Two of the three female nominees were rejected, but Amina Afzali was approved for the portfolio of labour, social affairs and disabled.
Al Jazeera's David Chater, reporting from the capital, Kabul, said it was hard to make any predictions about the outcome of the poll.
"Many of the political pundits we've been talking to, say not all 17 will get through," he said.
"Maybe 10 will get through, maybe 10 will be rejected. It's still a pretty confusing situation."
Parliament rejected 17 of Hamid Karzai's 24 nominees earlier this month, forcing him to come up with a new list.
During more than a week of hearings, legislators have complained that the new nominees were even less qualified than the previous ones, and said that most were selected because of their ties with major political power brokers.
Zalmay Rasoul (foreign affairs), Habibullah Ghaleb (justice), Mohammad Yasouf Neyazi (religious affairs), Abdul Hadi Arghandiwal (economy), Amina Afzali Labour (social affairs), Jarullah Mansoory (rural development)
Mohammad Hashim Esmatullahi (higher education), Palwasha Hassan (women's affairs), Soraya Dalil (public health), Zaher Wahed (commerce)
Shukria Barakzai, a member of parliament, said a line seemed to have been drawn between those legislators who were not impressed with Karzai's cabinet line-up and those who wanted to finalise the government.
Barakzai said she believed more candidates would pass the second round of voting, but "one thing is sure, not all the nominees will be passed this time either".
Karzai is under pressure to have a government in place ahead of an international conference to be held in London on January 28 to discuss the country's future.

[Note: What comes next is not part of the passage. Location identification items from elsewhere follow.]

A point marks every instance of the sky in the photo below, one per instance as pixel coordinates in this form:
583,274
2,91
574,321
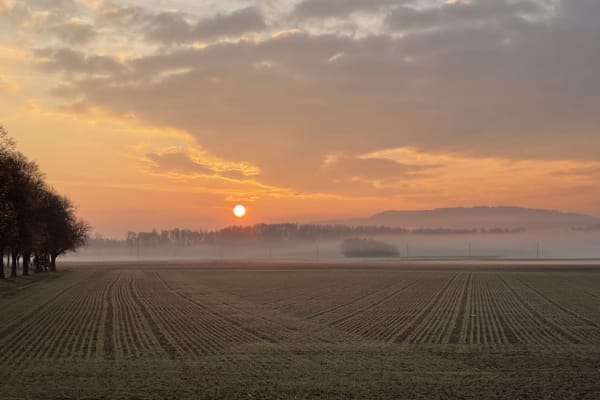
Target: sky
168,113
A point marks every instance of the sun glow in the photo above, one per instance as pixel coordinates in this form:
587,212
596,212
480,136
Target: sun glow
239,211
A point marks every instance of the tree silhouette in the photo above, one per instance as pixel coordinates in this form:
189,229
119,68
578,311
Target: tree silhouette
33,218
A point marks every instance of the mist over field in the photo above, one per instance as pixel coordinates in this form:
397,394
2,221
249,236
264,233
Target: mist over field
553,244
299,199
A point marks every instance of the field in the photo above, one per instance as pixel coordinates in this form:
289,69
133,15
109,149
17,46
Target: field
302,331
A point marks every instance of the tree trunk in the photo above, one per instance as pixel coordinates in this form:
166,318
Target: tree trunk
13,266
26,259
53,262
2,275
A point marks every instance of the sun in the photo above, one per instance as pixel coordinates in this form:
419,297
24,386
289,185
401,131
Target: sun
239,211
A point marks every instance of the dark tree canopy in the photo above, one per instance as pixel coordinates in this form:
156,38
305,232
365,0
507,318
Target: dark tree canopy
35,221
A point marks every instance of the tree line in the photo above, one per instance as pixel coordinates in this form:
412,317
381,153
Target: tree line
37,224
272,233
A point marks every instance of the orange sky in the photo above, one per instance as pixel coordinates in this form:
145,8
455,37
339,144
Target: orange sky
302,113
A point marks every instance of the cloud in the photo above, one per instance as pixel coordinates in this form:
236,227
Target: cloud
452,15
338,8
509,79
72,61
177,162
74,32
176,27
592,172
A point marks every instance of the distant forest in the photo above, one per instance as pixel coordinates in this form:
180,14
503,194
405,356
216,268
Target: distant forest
36,223
271,233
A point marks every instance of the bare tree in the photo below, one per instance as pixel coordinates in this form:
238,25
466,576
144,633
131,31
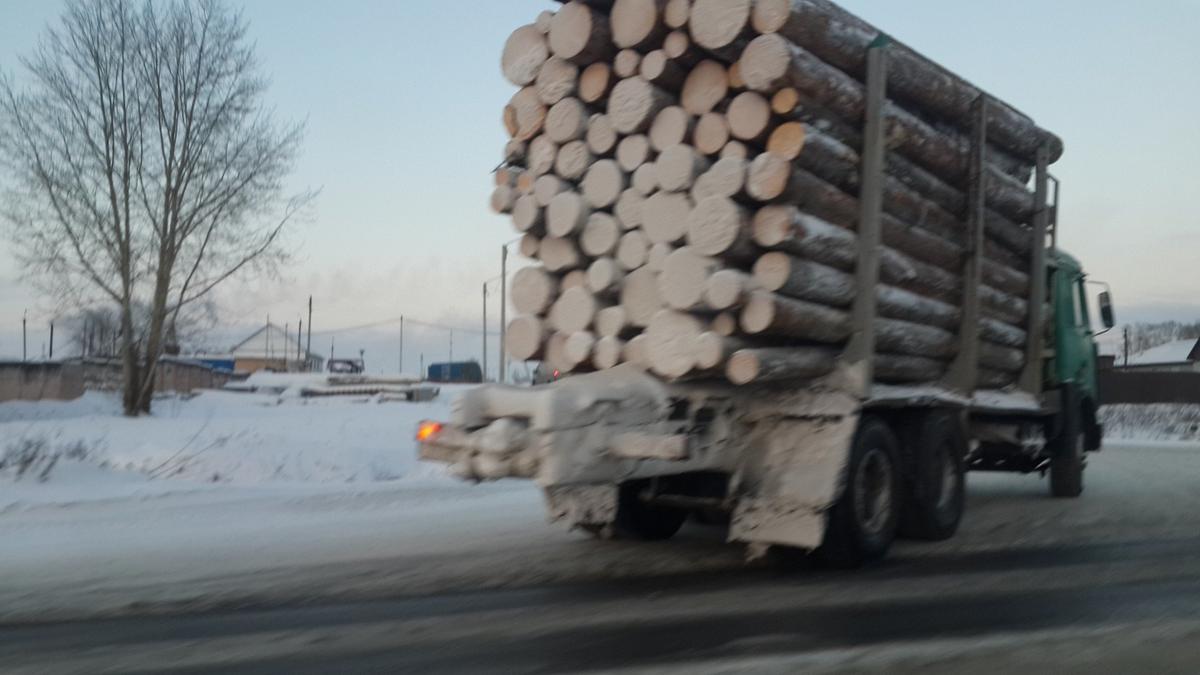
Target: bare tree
147,167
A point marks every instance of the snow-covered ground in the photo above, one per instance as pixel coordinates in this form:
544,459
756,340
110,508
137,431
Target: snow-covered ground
1155,422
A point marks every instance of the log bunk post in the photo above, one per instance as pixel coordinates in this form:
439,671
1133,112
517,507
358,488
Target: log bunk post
861,348
964,372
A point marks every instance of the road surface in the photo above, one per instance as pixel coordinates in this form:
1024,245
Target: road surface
1110,581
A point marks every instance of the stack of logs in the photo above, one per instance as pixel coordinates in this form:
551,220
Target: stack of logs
687,173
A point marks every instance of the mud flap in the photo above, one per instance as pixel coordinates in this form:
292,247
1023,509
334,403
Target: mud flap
796,471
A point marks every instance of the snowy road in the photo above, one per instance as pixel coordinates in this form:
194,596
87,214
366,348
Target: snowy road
1111,578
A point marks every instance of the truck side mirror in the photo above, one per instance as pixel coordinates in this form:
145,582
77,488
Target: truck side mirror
1107,310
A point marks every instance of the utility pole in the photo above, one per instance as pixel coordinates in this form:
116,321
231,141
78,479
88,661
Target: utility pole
485,330
504,309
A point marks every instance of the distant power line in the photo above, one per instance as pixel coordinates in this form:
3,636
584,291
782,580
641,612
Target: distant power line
408,321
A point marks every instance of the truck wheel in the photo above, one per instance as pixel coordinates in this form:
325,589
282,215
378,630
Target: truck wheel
863,524
1067,461
640,520
936,497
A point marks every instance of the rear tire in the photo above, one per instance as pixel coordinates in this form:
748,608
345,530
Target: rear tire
640,520
936,495
1068,457
863,524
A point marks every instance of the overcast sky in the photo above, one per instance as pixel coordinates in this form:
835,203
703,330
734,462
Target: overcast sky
402,101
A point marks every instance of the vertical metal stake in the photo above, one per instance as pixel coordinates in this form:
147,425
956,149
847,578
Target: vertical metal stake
861,348
964,372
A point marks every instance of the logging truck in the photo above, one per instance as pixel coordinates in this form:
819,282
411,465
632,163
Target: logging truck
795,275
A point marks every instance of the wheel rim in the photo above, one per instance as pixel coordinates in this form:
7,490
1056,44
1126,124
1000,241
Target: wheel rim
873,491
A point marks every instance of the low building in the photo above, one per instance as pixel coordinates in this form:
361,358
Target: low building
269,348
1180,356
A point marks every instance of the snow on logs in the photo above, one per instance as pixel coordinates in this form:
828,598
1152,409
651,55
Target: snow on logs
685,175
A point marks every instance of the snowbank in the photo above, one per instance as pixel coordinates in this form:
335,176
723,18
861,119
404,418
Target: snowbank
1152,422
85,449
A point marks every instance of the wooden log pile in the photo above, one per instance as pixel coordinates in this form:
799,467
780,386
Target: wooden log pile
687,173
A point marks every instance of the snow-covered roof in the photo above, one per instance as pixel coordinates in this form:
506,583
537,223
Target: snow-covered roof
1180,351
268,342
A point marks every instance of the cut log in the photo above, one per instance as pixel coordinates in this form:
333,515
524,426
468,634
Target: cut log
545,19
843,40
627,64
898,369
574,279
556,353
797,278
736,149
749,117
659,69
672,126
707,85
679,166
559,255
525,338
768,314
529,245
607,352
557,79
646,179
574,310
601,137
729,290
713,351
549,186
777,364
633,249
515,151
771,63
605,276
725,178
671,342
567,214
712,133
634,103
526,114
580,34
629,209
611,322
657,257
635,352
684,276
913,339
633,151
567,120
725,323
579,347
574,160
676,13
665,216
604,183
637,24
595,83
719,226
525,52
640,297
503,198
600,236
527,215
533,290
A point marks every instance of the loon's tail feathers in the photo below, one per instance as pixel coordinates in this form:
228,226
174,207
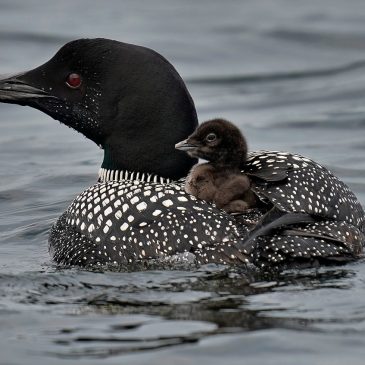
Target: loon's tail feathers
320,242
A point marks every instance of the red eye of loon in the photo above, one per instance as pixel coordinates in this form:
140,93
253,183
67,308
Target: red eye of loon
73,80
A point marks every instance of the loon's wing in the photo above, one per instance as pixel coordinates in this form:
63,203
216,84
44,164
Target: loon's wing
274,219
309,188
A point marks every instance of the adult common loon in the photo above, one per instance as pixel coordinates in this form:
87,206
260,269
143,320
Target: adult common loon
131,101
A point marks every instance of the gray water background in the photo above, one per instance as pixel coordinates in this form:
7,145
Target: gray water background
291,74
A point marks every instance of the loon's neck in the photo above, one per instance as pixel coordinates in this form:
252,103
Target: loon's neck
119,175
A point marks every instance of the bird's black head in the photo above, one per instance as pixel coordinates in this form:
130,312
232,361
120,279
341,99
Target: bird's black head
217,141
127,99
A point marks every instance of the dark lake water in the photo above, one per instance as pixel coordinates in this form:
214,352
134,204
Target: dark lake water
291,74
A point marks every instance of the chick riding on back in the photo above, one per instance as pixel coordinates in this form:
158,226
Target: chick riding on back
220,180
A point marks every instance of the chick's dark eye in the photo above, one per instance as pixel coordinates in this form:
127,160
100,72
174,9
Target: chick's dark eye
73,80
211,137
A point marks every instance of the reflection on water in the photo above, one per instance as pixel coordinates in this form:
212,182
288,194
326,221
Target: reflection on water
292,75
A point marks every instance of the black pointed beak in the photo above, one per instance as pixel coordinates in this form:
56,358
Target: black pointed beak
185,145
15,91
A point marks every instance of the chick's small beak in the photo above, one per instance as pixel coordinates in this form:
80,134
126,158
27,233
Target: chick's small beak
185,145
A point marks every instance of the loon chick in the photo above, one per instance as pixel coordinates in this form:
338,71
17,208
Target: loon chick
220,181
131,101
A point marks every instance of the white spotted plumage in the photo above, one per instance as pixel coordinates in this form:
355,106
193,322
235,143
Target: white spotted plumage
123,221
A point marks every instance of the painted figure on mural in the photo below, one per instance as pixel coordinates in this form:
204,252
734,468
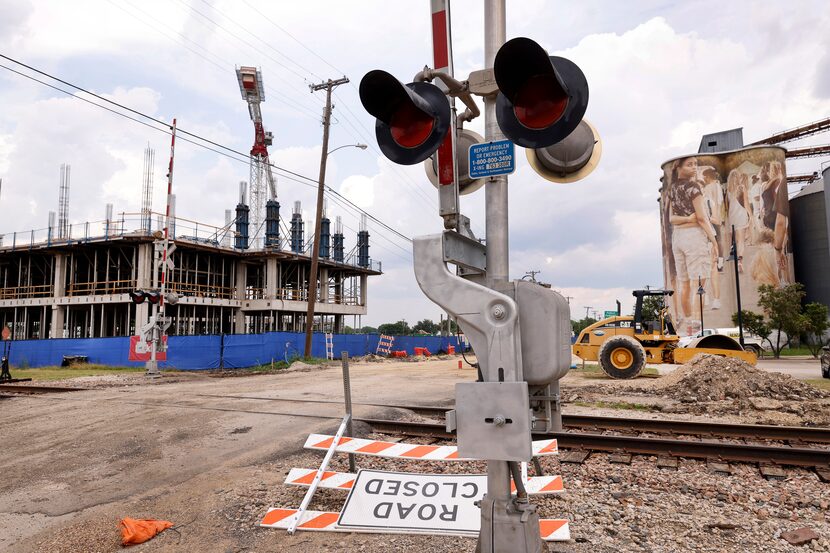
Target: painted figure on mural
694,244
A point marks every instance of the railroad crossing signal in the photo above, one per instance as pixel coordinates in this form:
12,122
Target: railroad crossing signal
412,119
541,98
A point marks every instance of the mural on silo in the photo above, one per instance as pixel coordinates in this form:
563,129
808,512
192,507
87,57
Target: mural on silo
705,196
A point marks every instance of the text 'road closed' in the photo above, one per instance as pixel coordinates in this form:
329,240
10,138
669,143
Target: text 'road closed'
414,501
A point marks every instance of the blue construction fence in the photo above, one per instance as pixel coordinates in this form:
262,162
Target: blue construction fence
228,351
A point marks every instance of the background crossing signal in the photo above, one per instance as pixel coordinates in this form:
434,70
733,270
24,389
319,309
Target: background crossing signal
541,98
412,119
570,159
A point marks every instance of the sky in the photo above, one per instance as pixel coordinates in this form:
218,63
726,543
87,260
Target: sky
660,75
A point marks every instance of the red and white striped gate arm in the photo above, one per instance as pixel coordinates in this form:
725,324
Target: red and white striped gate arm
380,448
326,521
442,61
535,485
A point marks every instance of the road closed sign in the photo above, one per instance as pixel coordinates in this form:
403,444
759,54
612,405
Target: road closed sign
415,502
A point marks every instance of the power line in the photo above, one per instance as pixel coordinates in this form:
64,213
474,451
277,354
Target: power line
298,41
245,159
265,42
303,109
242,40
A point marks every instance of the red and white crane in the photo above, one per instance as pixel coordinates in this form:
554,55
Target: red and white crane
253,92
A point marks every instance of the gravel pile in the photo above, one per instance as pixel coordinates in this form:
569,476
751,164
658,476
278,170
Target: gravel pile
713,378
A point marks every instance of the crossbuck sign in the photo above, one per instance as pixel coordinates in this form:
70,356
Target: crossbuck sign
415,502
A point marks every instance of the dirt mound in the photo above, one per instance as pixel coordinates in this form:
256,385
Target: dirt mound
713,378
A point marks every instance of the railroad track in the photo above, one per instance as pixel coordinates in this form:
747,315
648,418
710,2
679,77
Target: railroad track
661,447
31,389
790,434
709,450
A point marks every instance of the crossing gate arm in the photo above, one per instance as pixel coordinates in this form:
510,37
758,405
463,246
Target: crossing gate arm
380,448
326,521
297,517
535,485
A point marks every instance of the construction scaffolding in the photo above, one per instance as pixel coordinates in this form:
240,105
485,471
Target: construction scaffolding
78,286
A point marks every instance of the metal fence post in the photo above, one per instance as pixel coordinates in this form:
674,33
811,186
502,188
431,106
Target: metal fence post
347,392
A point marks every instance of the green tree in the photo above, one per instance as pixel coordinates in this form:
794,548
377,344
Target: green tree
426,326
816,318
395,329
579,326
754,323
782,307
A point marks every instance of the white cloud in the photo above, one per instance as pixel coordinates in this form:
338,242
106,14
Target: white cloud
660,76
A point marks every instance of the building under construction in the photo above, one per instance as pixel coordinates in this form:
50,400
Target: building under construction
73,281
250,276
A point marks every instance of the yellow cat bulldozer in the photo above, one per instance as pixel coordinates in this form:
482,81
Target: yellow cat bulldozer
623,345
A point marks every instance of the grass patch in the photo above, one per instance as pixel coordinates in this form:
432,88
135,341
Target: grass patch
61,373
593,370
615,405
820,383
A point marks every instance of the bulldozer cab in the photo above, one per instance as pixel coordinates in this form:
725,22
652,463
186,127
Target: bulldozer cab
662,327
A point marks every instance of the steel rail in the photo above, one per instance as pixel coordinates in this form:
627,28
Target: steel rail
807,434
697,428
707,450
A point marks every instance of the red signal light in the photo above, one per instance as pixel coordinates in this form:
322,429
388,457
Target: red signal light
410,127
540,102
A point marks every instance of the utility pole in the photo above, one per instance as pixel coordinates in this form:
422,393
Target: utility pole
321,185
158,311
737,289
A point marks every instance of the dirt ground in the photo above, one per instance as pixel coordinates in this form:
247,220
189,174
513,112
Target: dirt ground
73,464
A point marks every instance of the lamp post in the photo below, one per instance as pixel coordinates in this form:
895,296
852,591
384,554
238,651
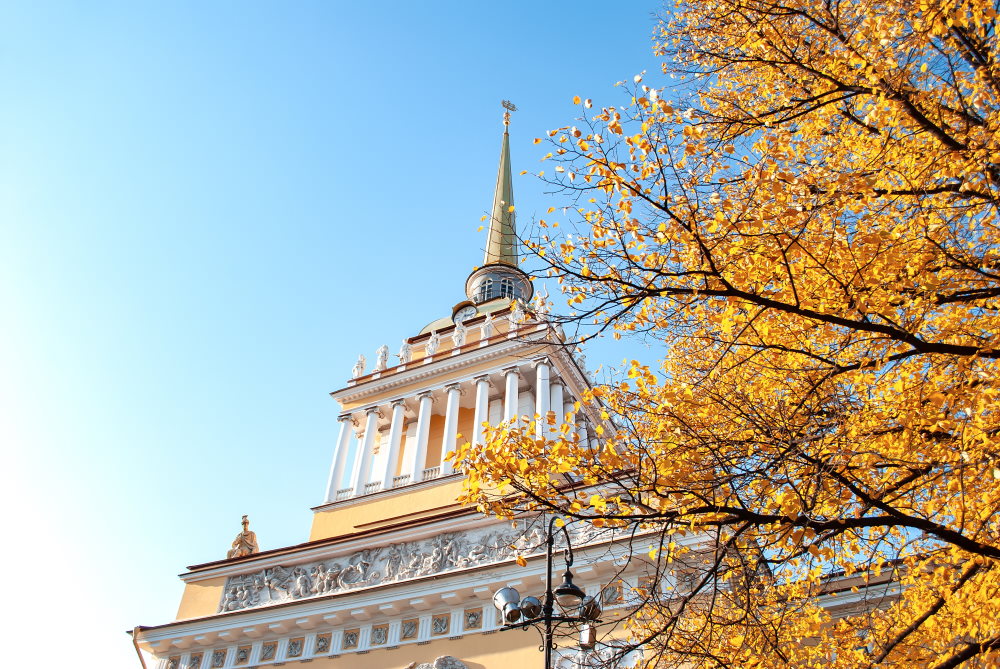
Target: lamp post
519,612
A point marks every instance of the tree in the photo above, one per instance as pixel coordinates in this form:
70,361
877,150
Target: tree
810,231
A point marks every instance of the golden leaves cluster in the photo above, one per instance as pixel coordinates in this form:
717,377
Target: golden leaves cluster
810,230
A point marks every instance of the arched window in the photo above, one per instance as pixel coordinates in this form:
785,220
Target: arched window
485,290
506,288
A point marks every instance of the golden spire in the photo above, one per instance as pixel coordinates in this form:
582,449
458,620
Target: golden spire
245,542
501,240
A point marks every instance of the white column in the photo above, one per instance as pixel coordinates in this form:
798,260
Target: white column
510,395
423,434
542,398
362,467
339,457
556,405
395,436
450,426
482,409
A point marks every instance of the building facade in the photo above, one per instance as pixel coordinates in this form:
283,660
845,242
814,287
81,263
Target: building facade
395,572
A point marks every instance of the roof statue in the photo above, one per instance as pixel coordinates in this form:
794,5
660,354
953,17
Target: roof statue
245,542
501,242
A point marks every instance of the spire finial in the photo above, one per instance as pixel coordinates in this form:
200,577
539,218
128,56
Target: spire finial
245,542
501,241
509,106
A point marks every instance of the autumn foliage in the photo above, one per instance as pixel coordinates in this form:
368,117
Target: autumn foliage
803,212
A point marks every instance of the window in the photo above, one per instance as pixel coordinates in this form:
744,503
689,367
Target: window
506,288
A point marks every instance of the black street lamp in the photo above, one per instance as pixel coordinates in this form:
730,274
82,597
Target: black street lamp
577,608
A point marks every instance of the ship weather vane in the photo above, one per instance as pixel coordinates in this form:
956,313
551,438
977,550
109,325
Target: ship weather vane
509,106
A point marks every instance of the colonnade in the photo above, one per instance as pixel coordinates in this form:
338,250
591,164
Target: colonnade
548,393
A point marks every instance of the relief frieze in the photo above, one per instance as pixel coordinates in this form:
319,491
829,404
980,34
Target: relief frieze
389,564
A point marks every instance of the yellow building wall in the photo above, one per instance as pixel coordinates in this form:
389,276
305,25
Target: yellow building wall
383,511
499,650
201,598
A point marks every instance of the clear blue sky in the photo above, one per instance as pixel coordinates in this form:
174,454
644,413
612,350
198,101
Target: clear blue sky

Our correspondent said arriving at the conference without a government approved by parliament would be "embarrassing" for the president.
"It's beginning to look like he won't have a full cabinet when he arrives there. This will be embarrassing for him and leaves Afghanistan in a bit of a political limbo."
Karzai was re-elected in an August presidential poll marred by allegations of fraud.